First, notice that in Genesis 3:17, where the curse is uttered, you find frustration and satisfaction there. We tend to be fixated on the negative part of the verse, the thorns and thistles. But, notice the final words promise that Adam will eat of it all the days of your life. That is, while Adam will toil and struggle at times, there will be success and fruit that will help sustain him. In this way, our work will be a tantalizing and frustrating endeavour for us, all at once providing us with cause for tears and triumph. We will find ourselves fluctuating in our work – sometimes whistling as we go to work (and this includes those whose work is staying at home and raising and educating children as well as those in manual labour and retail as well as white collar workers) and other times dreading Monday morning.

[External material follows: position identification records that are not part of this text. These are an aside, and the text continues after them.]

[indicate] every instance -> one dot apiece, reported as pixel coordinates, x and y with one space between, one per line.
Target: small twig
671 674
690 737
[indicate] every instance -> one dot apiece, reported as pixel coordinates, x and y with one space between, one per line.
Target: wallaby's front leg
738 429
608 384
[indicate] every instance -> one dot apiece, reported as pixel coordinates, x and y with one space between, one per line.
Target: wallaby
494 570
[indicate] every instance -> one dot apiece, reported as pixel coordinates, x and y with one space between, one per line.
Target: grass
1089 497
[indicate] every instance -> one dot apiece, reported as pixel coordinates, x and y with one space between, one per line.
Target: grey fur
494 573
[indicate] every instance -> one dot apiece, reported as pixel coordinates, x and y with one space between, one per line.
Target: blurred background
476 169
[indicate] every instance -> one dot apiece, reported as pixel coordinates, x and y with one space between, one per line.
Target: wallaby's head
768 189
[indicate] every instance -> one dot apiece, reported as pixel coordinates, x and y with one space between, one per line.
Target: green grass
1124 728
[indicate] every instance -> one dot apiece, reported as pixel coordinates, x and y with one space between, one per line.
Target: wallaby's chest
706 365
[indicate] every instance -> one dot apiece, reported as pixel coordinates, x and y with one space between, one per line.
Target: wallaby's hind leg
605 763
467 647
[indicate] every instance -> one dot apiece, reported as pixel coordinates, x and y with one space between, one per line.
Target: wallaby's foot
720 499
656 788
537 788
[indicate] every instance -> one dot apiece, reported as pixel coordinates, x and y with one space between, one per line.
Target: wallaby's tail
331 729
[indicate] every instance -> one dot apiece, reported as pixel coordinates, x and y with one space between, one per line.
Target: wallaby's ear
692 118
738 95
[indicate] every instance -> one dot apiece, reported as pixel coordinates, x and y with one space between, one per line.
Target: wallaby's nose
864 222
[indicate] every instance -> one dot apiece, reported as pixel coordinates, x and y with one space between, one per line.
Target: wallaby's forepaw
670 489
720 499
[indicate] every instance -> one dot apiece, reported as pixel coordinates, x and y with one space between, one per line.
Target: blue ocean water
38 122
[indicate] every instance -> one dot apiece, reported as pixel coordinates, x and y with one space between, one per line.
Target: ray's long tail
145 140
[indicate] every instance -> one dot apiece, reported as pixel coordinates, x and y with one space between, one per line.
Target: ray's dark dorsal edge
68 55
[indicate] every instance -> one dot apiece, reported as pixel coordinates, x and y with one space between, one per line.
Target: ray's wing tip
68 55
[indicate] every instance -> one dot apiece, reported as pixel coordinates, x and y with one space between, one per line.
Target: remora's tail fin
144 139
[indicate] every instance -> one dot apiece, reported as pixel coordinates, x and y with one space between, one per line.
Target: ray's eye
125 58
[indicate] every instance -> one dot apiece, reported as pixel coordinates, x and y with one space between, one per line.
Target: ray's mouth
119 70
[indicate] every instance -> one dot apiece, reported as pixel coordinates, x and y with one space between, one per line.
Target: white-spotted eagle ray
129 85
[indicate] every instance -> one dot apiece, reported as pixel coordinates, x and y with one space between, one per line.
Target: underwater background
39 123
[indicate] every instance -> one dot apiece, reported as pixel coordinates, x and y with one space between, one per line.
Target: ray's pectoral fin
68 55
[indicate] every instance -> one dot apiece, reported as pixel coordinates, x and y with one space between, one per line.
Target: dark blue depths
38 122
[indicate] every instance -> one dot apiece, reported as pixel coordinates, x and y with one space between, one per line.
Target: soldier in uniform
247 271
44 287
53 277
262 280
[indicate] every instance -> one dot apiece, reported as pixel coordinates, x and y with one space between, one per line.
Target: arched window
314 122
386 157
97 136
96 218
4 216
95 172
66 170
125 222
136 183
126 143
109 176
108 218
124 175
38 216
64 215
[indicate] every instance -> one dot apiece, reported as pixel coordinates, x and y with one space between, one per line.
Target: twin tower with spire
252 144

The second reason for hope comes from our ultimate hopes. One of the reasons we long to create things more beautiful and lasting than we can manage to create is that we have a sort of built in radar system that tells us that fulfilment of our aspirations is around the bend. In his incredible book Every Good Endeavour, Tim Keller points to a short story by J.R.R. Tolkien called “Leaf by Niggle”, where Niggle aspires to paint a beautiful tree and spends his life trying to complete it, to get it just right. But he dies before he can ever complete it, and he laments this fact. But he finds that in heaven, after he has died, the tree is there in all the brilliance he had imagined but was never able to create himself. This is the picture we get of life and work in the Bible. That our aspirations and frustrations in work point towards our ultimate satisfaction in the new earth with Jesus. We will still work in the new earth, we were created to work and we will work. But there, we will find work satisfying because we will no longer be seeking it as a means of making a name for ourselves, and we will not have the thorns and thistles that so often frustrate us, to deal with. So, if you are struggling to find joy in your work, take heart! It may not mean that you are in the wrong job. You can look at your struggles and know that not only are they to be expected, but they are also reminders that you were created for more and that in Christ, you will one day find it. When we look to the gospel, we can be comforted in our often joyless careers, because we know that we are more valuable than our paycheques and are defined by our standing in Christ and not by what we produce in our work.